Il est difficile de parler de l’origine du rhum sans parler des Juifs Néerlandais d’origine portugaise du milieu du 17e siècle.

Comme Baruch Spinoza, qui n’a malheureusement rien à voir avec le rhum. Réfugiés aux Pays-Bas à la fin du 15e siècle, les Juifs d’origine portugaise s’insèrent dans la vie économique locale. Or les Néerlandais sont, aux XVe et XVIe siècle, à la pointe de la production d’alcools, considérés aussi comme des médicaments, infusés d’herbes diverses. Pensez, en France, à la Chartreuse, dont la recette originale date aussi de la première moitié du 17e. Aux Pays-Bas, l’alcool équivalent est fait avec des baies de genièvres et deviendra le gin. Pour réaliser ce proto-gin, les Néerlandais perfectionnent alambics et techniques de distillation.

En 1630 la Compagnie néerlandaise des Indes occidentales décide de prendre possession de la région brésilienne de Pernambouc, propriété Espagnole et principale région de production sucrière du commerce atlantique d’alors. La communauté juive néerlandaise participe à l’exploitation du sucre dans la nouvelle colonie : il y a une synagogue à Recife dès 1636. Mais la main mise des Néerlandais sur la région est fragile et dès le début des années 1640 ils cèdent progressivement du terrain aux Portugais (désormais indépendants de l’Espagne), jusqu’à devoir quitter entièrement la région en 1654.

On fait déjà avant 1654 de l’alcool à base de canne à sucre dans les Antilles, par fermentation pour produire une sorte de bière, et il y a quelques signes dans les documents d’époque d’un début d’activité de distillation. Les textes anglophones parlent de Kill-Divil que les Français transforment en Guildive, les textes francophones parlent aussi d’eau-de-vie de canne. Ce vocabulaire encore instable est le signe d’une réalité elle-même nouvelle et incertaine. Le terme Rum viendra finalement de Rumbullion, un mot du Devonshire signifiant “un grand tumulte”, qui peut avoir été adopté par certains des colons originaires de cette région et installés à la Barbade. Bref, il se fait à la fin des années 1640, ici et là, une eau de vie de canne artisanale, probablement en petites quantités. Mais ce n’est pas encore une authentique production de rhum.

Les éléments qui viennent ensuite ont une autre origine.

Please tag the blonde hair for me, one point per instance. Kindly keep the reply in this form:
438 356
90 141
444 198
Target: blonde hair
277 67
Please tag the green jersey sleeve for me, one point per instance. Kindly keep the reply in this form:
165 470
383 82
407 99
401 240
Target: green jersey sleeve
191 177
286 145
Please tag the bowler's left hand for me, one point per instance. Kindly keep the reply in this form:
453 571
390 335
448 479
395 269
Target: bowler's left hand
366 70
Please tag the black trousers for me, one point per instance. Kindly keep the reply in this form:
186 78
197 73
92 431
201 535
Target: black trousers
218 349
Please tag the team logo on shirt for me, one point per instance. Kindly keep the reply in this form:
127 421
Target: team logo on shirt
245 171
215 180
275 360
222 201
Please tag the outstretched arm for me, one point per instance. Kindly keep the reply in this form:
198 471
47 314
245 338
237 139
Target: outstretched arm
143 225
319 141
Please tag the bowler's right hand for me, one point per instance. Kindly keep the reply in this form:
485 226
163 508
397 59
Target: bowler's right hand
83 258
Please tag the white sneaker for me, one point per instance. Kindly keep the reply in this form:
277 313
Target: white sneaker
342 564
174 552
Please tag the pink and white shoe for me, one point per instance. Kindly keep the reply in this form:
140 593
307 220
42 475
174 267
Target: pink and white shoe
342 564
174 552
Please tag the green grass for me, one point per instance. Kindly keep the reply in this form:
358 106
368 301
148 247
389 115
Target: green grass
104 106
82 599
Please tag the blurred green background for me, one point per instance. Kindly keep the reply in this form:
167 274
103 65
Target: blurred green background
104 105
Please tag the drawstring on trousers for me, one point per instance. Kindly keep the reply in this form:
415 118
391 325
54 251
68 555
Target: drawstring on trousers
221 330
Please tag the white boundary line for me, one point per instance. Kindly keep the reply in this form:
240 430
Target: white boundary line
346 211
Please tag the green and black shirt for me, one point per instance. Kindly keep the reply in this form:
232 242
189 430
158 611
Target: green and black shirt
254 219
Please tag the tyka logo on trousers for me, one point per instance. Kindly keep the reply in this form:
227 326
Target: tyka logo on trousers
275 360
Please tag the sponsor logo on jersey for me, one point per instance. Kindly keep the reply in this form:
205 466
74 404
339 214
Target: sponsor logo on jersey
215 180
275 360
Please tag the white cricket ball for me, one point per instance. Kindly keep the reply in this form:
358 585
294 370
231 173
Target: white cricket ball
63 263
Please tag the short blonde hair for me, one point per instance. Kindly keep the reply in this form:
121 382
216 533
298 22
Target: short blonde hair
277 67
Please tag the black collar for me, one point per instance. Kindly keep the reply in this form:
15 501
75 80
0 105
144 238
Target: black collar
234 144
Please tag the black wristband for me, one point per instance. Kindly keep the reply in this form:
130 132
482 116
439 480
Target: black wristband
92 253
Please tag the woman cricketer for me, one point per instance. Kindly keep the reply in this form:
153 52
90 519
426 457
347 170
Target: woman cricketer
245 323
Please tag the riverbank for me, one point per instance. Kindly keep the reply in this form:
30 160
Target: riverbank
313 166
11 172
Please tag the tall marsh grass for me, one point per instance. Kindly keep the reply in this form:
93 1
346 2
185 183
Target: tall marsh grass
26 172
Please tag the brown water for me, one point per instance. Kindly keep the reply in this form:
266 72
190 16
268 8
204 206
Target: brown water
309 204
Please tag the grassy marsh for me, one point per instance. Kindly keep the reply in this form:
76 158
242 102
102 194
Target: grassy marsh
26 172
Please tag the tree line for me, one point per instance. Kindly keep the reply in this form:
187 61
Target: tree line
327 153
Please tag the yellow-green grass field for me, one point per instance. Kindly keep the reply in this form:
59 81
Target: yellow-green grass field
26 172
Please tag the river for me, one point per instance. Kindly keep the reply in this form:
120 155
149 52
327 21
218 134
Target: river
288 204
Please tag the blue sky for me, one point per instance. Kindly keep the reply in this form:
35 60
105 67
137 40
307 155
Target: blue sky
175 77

Quand la Compagnie néerlandaise des Indes occidentales est expulsée du Brésil, elle cherche à réorienter son activité : elle propose le service de ses bateaux aux colons Anglais et Français des Antilles, dont la production sucrière commence à prendre de l’ampleur mais qui ne bénéficient pas de capacités de transport suffisantes. Par ailleurs plusieurs groupes de Juifs néerlandais expulsés du Pernambouc s’installent, en petit nombre, à la Barbade, à la Martinique et à la Guadeloupe. Ils y apportent les innovations techniques auxquelles ils ont travaillé au Brésil en matière de traitement de la canne, de production sucrière, et de distillerie.

En Martinique en 1654, le gouverneur Du Parquet autorise ainsi 250 juifs néerlandais à s’installer. La famille Da Costa d’Andrade, en particulier, joue un rôle important. Elle plante, par exemple, le premier plan de cacao de l’île, ayant emprunté plante et recette aux Indiens de l’Amazone. A la Barbade, ce sont aussi quelques familles juives venant du Brésil qui améliorent d’un coup la qualité du rhum produit sur place, et le traitement du sucre en général. C’est dans ces années 1650 et dans ces deux îles, Martinique et Barbade, qu’est réellement “inventé” le rhum.

Le Code Noir édicté par Louis XIV en 1685 inclut aussi une mesure d’expulsion des juifs : Benjamin da Costa d’Andrade et sa famille sont spoliés et expulsés de la Martinique, comme tout le reste de la communauté juive. Ils se réfugient sur l’île néerlandaise de Curaçao, où un autre marchand brésilien de Recife, Isaac Da Costa, s’était installé dans les années 1650. Benjamin da Costa est de retour en Europe, à Amsterdam, une dizaine d’années plus tard.

En résumé : le rhum est un cousin du gin par la branche juive néerlandaise et quelqu’un devrait, en hommage, créer une cuvée BDC 1654. CQFD.